A Psiquiatria e seus métodos de abordagem (Parte um): Medicação e Diagnóstico




A psiquiatria atual obteve um grande avanço em relação ao seu arsenal medicamentoso, com desenvolvimento de remédios mais fisiológicos, como os modais, e outros que agem de forma mais específica trazendo mais eficácia, além de diminuírem os efeitos colaterais quando usados adequadamente, inclusive aumentando a aderência ao tratamento.

Costumo dizer que o foco das medicações, que são necessárias e úteis na grande maioria dos casos, atuam como alívio dos sintomas, “na minha abordagem a Análise Psicodramática, criada por Victor Dias, chamamos de moratória”, ao bloquear ou reduzir temporalmente o desequilíbrio neurofisiológico e psicopatológico de cada cliente em particular.

Em atendimento aos meus pacientes oriento que as questões envolvidas na origem da angústia, e no sofrimento psíquico tem inúmeras variáveis e condições singulares a serem entendidas e trabalhadas durante o processo de tratamento. Questões de mundo interno, circunstanciais, de projeto de vida e orgânicas, podem estar interligadas ao adoecer.

A depender de cada caso, as medicações podem trazer um alívio, mas são parte do processo terapêutico, que devem incluir quando possível: Psicoterapia, mudanças no estilo de vida, atividades físicas, rede de suporte social e familiar, entre outros.Inclusive a melhor resposta do uso da própria medicação vai depender do entendimento do funcionamento singular, da estrutura de mundo interno e sua psicodinâmica, do mundo externo relacional, assim como, do vínculo estabelecido entre o profissional e o paciente durante o processo de tratamento.

São comentários de pacientes atendidos, que previamente passaram por outros profissionais, a falta de suporte na relação médico paciente, assim como, a leitura que o foco de tratamento é amparado na visão que busca comportamentos, sinais e sintomas como guia principal para o tratamento , tendendo a ser reducionista e comportamental, o que pode trazer alívio para alguns casos de forma periódica ou desempenhar respostas limitadas.

Por fim acrescento, a esses pacientes que chegam, um histórico de diagnósticos acumulativos que acompanham sua vida pregressa clínica, muitas vezes com rótulos que mais confundem do que orientam o próprio paciente.
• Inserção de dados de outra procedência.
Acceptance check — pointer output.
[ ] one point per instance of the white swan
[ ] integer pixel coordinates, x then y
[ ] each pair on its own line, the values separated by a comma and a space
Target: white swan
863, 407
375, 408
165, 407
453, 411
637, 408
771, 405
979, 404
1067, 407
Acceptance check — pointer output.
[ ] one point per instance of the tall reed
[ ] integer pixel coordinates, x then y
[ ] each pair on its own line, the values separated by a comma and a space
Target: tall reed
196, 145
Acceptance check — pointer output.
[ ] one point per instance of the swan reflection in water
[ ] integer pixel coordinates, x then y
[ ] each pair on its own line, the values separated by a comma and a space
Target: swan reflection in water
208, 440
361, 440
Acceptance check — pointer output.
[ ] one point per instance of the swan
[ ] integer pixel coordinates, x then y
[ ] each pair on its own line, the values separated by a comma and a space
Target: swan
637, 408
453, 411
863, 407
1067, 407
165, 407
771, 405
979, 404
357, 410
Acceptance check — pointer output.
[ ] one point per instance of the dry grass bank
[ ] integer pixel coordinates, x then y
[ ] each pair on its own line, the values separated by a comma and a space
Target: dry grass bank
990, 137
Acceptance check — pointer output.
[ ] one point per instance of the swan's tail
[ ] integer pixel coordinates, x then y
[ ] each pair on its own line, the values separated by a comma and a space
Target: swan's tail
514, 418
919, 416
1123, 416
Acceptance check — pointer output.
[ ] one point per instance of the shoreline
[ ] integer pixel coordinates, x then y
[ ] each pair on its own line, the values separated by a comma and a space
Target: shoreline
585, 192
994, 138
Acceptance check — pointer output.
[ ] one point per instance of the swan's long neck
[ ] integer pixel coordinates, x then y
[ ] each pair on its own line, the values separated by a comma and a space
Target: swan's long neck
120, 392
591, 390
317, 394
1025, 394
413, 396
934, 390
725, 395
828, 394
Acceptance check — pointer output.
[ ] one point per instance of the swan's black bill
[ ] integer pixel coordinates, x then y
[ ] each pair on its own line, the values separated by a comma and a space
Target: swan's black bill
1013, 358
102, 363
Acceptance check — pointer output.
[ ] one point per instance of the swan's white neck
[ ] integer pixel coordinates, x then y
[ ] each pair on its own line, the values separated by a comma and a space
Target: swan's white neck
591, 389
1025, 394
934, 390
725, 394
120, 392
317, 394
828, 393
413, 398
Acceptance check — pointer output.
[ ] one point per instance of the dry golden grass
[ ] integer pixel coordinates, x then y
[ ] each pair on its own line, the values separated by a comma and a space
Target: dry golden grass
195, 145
Reforçando neste artigo que esses diagnósticos são categorias baseadas em sinais e sintomas, de guias decorrentes de manuais estatísticos do Transtorno Mental e não a psicodinâmica mais aprofundada e Terapêutica, e os mesmos tendem a não se sustentar com o tempo e avaliações subsequentes.

O que pode até contribuir “em alguns casos” para o um uso excessivo de medicações que tem efeito limitado considerando que os fatores do adoecer estão em outras dinâmicas, o que pode trazer possíveis efeitos colaterais em um paradoxo entre tratamento, sintomas e diagnósticos que se retroalimentam.